Inside Gaza, the brief euphoria after last month's breach of the territory's other border, with Egypt, has dissipated. Israeli restrictions on trade, tightened since Hamas's takeover last June, have reduced living standards to subsistence level.
Supplies of staple foods are adequate, but petrol, prescription drugs and construction materials grow increasingly scarce. Electricity is sporadic. Raw sewage overflows potholed roads. In retaliation for a rain of Palestinian rockets on Israel, which are seldom lethal but have displaced many residents of the Israeli town of Sderot, Israeli missile strikes and raids continue to kill around a dozen Gazans a week. Most victims are armed men, but some are civilians such as the three children killed in the past week alone. "This is a prison where even the jailers are tortured," grumbles an officer in the Hamas-run police.
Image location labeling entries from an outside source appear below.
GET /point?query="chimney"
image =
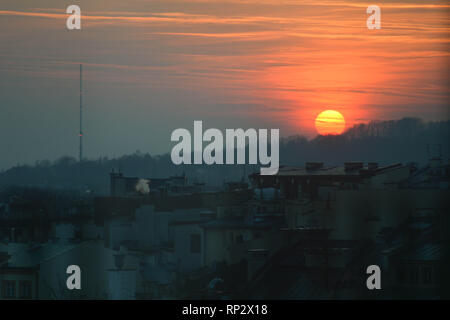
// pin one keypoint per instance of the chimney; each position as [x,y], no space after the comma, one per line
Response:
[352,166]
[314,165]
[372,165]
[257,258]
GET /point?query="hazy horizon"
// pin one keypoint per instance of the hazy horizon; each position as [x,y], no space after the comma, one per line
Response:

While not so dire, the situation in the West Bank is hardly enviable. Despite international pleas for a freeze on Jewish settlement, Israeli infrastructure has already placed some 40% of the territory out of bounds to its 2.4m Palestinian residents, according to the UN. A lacework of roads built for the use of 450,000 settlers, whose number has grown by 5.5% a year since the signing in 1993 of the peace-seeking Oslo accords, confines Palestinians inside isolated enclaves that are controlled by checkpoints subject to sudden closure. Since the killing of an Israeli woman in a suicide bombing in Dimona on February 4th, the first such attack for many months, some 270,000 Palestinian males aged between 16 and 65 have been blocked from leaving the West Bank towns of Jenin, Nablus, Tulkarm and Qalqilya. A third of West Bank residents now rely on UN food aid.